Tyrone Clarence "Ty" Fahner (born November 18, 1942) is an American lawyer and a former Illinois Attorney General.

Early life and education
Tyrone Clarence Fahner was born on November 18, 1942, in Detroit, Michigan, to Warren Fahner, a Chrysler employee, and Alma (Newman) Fahner, who worked at Michigan Bell as a telephone operator.

Fahner graduating from Denby High School in 1961 and became a student at the University of Michigan at Ann Arbor, where he was a member of the Delta Tau Delta fraternity. He received his B.A. from the University of Michigan in 1965, his J.D. from the Wayne State University Law School in 1968, and his LL.M. from the Northwestern University School of Law in 1971.

Career
In the early 1970s, after a short period in private practice, Fahner became an Assistant U.S. Attorney in the U.S. Attorney's Office for the Northern District of Illinois, serving under then-U.S. Attorney James R. (Jim) Thompson.  Fahner was a lawyer with the law firm of Freeman, Rothe, Freeman & Salzman in Chicago from 1975 to 1977.

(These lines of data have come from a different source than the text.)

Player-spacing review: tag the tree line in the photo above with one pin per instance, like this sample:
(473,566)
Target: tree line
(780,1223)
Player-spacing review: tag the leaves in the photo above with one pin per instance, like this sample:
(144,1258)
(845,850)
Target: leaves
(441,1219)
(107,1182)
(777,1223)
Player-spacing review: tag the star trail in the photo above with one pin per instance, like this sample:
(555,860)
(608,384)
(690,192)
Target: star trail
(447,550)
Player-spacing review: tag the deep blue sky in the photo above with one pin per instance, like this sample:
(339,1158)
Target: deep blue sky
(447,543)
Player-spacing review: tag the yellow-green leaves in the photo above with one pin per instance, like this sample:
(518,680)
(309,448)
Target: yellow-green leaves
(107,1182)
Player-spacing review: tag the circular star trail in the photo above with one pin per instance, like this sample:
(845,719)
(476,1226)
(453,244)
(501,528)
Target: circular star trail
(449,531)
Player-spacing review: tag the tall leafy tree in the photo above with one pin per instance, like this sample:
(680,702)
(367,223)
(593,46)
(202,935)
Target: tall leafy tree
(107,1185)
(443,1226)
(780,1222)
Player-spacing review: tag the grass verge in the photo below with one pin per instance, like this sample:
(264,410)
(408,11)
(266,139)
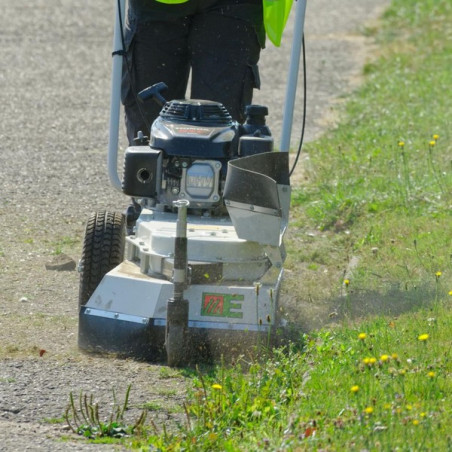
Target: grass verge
(370,235)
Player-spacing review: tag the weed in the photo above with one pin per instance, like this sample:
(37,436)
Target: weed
(84,419)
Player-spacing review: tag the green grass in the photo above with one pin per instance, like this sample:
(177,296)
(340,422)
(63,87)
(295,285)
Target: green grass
(378,195)
(376,386)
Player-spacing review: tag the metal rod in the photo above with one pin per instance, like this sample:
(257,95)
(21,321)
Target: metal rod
(292,80)
(115,100)
(180,250)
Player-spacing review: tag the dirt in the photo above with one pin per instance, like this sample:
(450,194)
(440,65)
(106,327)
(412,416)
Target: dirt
(55,78)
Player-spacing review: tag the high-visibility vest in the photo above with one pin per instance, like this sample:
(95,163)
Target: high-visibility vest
(276,13)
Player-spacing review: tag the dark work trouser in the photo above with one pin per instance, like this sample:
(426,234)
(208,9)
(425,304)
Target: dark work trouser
(222,52)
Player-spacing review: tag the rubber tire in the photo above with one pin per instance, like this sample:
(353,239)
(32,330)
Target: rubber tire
(103,250)
(175,346)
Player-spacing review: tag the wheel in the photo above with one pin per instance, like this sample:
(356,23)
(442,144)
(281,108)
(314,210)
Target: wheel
(175,345)
(103,250)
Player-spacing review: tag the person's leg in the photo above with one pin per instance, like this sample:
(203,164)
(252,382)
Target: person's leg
(157,53)
(224,55)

Thompson was subsequently elected governor of Illinois and in 1977 selected Fahner to serve as his director of the Illinois Department of Law Enforcement, a post which Thompson retained until 1979.

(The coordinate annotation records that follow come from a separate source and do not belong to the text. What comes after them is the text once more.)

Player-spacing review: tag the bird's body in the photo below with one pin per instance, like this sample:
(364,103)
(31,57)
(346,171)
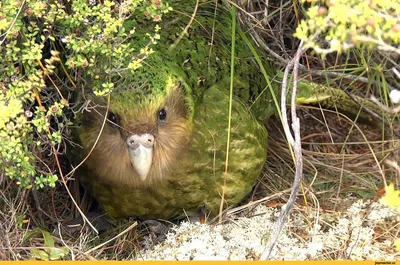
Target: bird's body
(182,105)
(162,151)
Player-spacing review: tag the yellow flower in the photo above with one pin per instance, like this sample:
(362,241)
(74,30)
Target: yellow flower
(392,198)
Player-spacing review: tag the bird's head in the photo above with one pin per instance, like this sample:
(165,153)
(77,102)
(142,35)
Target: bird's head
(146,132)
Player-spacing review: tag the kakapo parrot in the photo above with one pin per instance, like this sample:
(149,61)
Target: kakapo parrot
(162,150)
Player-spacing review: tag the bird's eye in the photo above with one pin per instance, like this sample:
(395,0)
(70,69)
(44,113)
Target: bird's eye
(162,115)
(112,118)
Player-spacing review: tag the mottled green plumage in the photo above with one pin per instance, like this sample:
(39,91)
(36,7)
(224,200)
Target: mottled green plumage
(191,82)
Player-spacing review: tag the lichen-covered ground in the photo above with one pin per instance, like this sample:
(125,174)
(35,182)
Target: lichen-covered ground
(309,234)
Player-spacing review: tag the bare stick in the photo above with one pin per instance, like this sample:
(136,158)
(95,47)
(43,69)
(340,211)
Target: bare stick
(295,142)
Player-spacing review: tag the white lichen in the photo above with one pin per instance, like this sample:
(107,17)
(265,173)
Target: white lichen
(349,235)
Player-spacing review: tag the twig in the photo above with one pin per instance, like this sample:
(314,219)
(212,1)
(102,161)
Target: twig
(108,241)
(296,144)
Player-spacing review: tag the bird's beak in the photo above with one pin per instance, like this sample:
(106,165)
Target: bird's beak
(141,153)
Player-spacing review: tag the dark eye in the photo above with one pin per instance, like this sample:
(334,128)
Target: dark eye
(162,114)
(112,118)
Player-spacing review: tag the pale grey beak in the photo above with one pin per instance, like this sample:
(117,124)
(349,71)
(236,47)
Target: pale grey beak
(141,153)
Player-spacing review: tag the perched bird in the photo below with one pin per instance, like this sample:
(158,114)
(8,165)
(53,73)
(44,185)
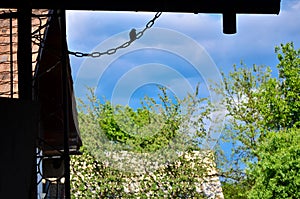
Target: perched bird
(132,35)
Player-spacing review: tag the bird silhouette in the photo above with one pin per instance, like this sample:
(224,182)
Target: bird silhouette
(132,35)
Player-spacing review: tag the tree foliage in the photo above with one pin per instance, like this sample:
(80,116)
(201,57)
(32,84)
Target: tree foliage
(259,107)
(156,133)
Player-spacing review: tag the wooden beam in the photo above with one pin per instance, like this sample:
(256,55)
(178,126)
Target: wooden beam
(184,6)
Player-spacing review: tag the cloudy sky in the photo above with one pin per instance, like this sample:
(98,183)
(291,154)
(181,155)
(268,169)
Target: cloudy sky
(178,51)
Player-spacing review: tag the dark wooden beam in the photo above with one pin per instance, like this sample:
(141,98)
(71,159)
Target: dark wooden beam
(185,6)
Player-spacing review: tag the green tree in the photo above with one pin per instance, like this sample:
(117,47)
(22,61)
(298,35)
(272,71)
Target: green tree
(160,128)
(277,174)
(258,105)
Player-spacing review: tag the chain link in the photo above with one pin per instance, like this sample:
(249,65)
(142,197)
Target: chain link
(124,45)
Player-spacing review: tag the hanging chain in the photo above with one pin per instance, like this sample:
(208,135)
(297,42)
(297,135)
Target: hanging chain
(133,36)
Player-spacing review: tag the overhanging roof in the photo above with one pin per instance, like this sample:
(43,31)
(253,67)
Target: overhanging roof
(49,93)
(190,6)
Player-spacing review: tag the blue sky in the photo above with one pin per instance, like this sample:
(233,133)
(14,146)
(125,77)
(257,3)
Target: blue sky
(178,51)
(154,59)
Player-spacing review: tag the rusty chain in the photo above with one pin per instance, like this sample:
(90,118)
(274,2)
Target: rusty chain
(124,45)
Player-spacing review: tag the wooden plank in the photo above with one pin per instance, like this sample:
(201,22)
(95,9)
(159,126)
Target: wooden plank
(185,6)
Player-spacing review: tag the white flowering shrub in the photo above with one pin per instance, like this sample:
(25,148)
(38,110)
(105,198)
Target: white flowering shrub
(192,175)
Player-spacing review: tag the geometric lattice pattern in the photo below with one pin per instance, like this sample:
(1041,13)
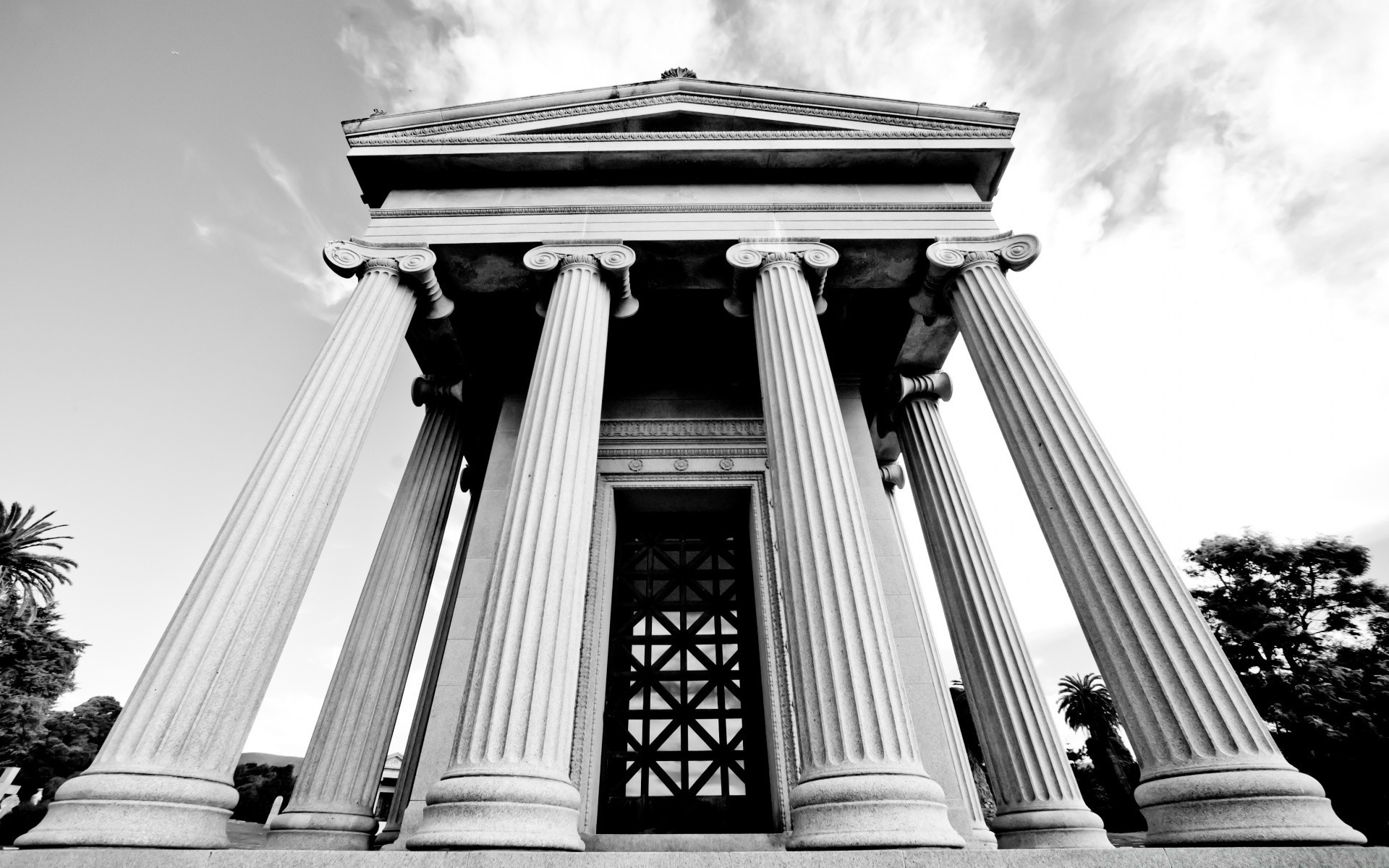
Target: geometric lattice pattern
(682,729)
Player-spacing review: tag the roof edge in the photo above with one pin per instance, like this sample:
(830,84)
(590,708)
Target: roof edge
(409,120)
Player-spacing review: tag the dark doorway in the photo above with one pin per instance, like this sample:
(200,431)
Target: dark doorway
(684,746)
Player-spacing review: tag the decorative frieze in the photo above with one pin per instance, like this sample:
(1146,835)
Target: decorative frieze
(650,430)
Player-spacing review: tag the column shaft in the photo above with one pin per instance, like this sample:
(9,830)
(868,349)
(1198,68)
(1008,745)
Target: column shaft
(1038,800)
(163,777)
(430,684)
(974,824)
(509,785)
(1212,773)
(862,782)
(335,792)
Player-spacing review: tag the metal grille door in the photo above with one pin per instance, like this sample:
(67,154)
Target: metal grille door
(684,746)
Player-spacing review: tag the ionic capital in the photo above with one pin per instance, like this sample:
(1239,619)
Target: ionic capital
(415,263)
(892,474)
(752,255)
(935,386)
(425,391)
(611,259)
(959,253)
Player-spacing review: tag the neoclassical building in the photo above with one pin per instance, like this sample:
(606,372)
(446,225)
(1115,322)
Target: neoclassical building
(681,341)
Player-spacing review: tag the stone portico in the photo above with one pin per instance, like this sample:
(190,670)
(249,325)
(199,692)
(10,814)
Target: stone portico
(676,336)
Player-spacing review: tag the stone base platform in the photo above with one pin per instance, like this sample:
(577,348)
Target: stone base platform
(1156,857)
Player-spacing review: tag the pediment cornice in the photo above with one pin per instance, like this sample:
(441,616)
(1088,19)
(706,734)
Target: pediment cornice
(522,120)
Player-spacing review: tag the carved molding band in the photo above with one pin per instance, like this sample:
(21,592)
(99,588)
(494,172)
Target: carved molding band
(750,255)
(682,428)
(738,208)
(689,438)
(611,259)
(413,261)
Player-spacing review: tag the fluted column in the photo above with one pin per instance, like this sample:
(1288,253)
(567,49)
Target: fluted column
(952,739)
(509,783)
(1038,800)
(862,782)
(335,792)
(164,775)
(1210,771)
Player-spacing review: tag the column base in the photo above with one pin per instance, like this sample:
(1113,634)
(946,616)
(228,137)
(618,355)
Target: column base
(321,831)
(1058,830)
(127,810)
(386,836)
(870,812)
(1241,807)
(478,812)
(984,839)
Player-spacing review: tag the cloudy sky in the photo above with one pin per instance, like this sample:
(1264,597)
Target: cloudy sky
(1207,176)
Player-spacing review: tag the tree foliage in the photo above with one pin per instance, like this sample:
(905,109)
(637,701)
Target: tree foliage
(69,742)
(1087,705)
(1309,638)
(27,574)
(36,664)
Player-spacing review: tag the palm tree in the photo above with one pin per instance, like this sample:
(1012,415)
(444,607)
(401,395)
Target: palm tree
(28,575)
(1087,705)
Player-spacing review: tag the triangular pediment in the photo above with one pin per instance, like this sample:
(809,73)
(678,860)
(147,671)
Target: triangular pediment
(679,109)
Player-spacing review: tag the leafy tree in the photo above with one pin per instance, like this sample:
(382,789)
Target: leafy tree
(36,664)
(1309,638)
(27,574)
(1087,705)
(259,785)
(975,752)
(69,742)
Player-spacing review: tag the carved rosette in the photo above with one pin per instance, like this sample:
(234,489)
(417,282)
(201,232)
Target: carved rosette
(1210,771)
(750,255)
(611,260)
(416,264)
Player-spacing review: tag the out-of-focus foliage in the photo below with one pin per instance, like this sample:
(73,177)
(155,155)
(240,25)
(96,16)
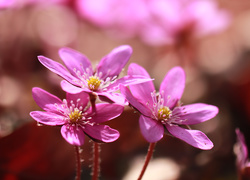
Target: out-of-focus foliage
(218,73)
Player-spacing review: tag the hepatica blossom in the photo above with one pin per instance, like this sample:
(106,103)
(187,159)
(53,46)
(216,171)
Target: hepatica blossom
(75,116)
(102,81)
(160,111)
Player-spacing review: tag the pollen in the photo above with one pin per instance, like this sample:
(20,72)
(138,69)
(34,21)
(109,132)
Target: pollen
(75,115)
(93,83)
(164,113)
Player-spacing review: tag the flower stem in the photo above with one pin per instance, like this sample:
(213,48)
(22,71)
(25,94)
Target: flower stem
(96,161)
(78,163)
(148,157)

In 1980, Thompson appointed Fahner to serve as Illinois Attorney General, filling the vacancy created after Attorney General William J. Scott was convicted of tax evasion. Fahner ran for a full term as attorney general, but was defeated by Democratic candidate Neil F. Hartigan in the 1982 election.

After leaving office in 1983, Fahner returned to private practice, joining the law firm Mayer Brown LLP as a partner. Fahner served on the firm's management committee from 1985 to 2007, and was its co-chairman from 1998 to 2001 and its chairman from 2001 to 2007.

In 2015, Fahner wrote a letter to U.S. District Judge Thomas M. Durkin urging a lenient sentence for former House Speaker Dennis Hastert, who had pleaded guilty to unlawfully structuring bank withdrawals to avoid reporting requirements. (Hastert had made secret payments to a man whom he had sexually abused decades earlier, when Hastert was a high school teacher and coach). Fahner referred to Hastert as "a kind, strong, principled, and unselfish man" and wrote: "I urge the court to permit him to live the rest of his life in freedom with his family and friends, and all those who love and admire him." Fahner subsequently said that it was a mistake for him to use Mayer Brown firm letterhead for the letter.

In the 2016 Republican Party presidential primaries, Fahner was a delegate pledged to the presidential campaign of Jeb Bush.

Memberships and board service
In 1988, Ronald Reagan appointed Fahner to the Board of Foreign Scholarships, for a term ending in 1991.

Fahner joined the board of trustees of the Shedd Aquarium in 2004, and became the chairman of the board in 2012.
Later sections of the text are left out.